Qual è allora, se c’è, il problema? Con buona probabilità, a esser saltata è proprio l’esigenza di verosimiglianza, la necessità di ispirare fiducia e di aver qualcosa – o qualcuno – in cui credere. A forza di spacciare storytelling a basso costo, nessuna storia viene più costruita col chiodo appeso al muro nella prima pagina e il protagonista che vi si impicca nell’ultima (Checov? Maupassant? Pirandello?). Le storie che si raccontano nei vecchi e nuovi media – slabbrate, frammentarie, appiccicaticce – non hanno nerbo, cioè struttura, cioè coerenza, cioè verosimiglianza. E nessuno, abituatosi a quest’andazzo, sente l’esigenza di verificarne, non l’adeguatezza col reale, ma la verosimiglianza interna. Oppure, al contrario: dato che non è più un valore assoluto il famigerato tout se tient (linguistico prima ancora che narrativo), nessuno intende praticarlo. E si raccontano storie, cioè balle, come gli autoritratti pompati – e postati – sui social, i reportage giornalistici in zone di post-conflitto, le serie tv sui papi in erba.

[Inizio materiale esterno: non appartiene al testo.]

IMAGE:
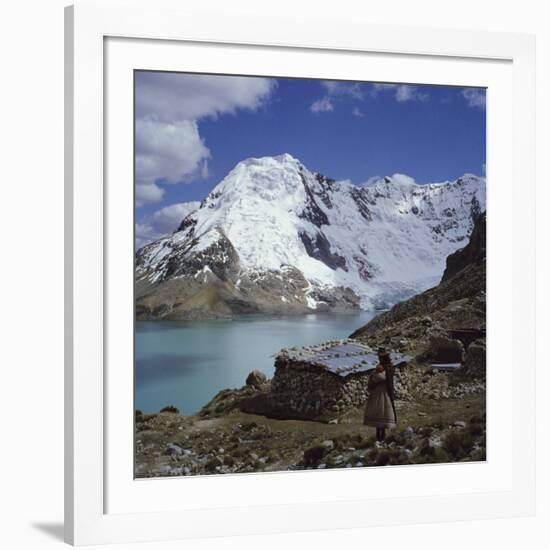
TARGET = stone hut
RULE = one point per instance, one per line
(320, 382)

Così, rimasti senza lavoro i narratori d’una volta, tutti chiacchiere e distintivo, devono parallelamente riciclarsi i critici a tempo pieno del Sistema: accettando di cambiare l’oggetto della loro decostruzione, o forse la decostruzione medesima, dato che niente viene più costruito, niente si vende come dispositivo brandizzato di verosimiglianza assicurata.

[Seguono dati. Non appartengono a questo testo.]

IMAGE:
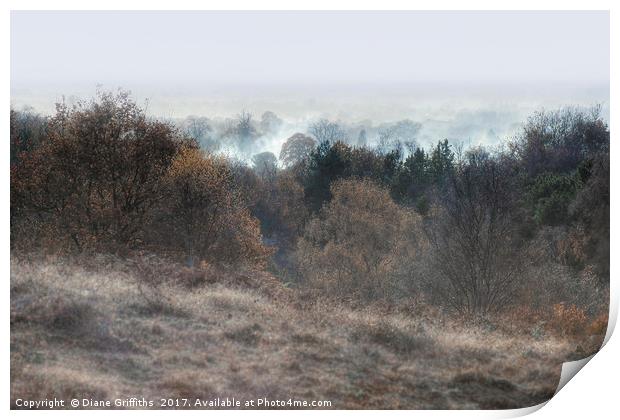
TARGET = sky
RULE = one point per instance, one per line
(381, 65)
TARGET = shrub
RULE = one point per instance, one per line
(361, 243)
(210, 219)
(97, 174)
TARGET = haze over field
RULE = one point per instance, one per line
(364, 209)
(476, 88)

Resta il problema del post. Particella che si nutre della sua equivocità. Possiamo supporre che una delle ragioni dell’entusiasmo per la post-verità, o meglio per la formula linguistica che la designa (arruolata appunto nel dizionario), sia la memoria della post-modernità, o meglio della formula che la designa. Il cui successo, tanto inaspettato quanto planetario, ha creato, si sa, non poche invidie. Tutti a cercarne una migliore, nessuno a riuscirci. Tant’è che circola ancora adesso. Ma il povero Lyotard, spiegandolo ai bambini, ricordava che il ‘post’ del postmoderno non è un dopo ma un inveramento (oddio), e cioè lo sviluppo logico di alcuni presupposti taciti. Il postmoderno non è quel che c’è dopo il moderno ma quel che non poteva non succedere dati i presupposti su cui il moderno intendeva basarsi. C’è ormai nei manuali del liceo: solo i media non lo sanno. Messa così, la post-verità è la sua verità: e non poteva che finire in questo modo. Se essa, la verità, è la solidificazione di antiche metafore (Nietzsche), filando la metafora, ciò che è solido può anche liquefarsi, e poi divenire gas. Gas inerte, nobile, raro. Cfr. Primo Levi, Il sistema periodico, capitolo 1.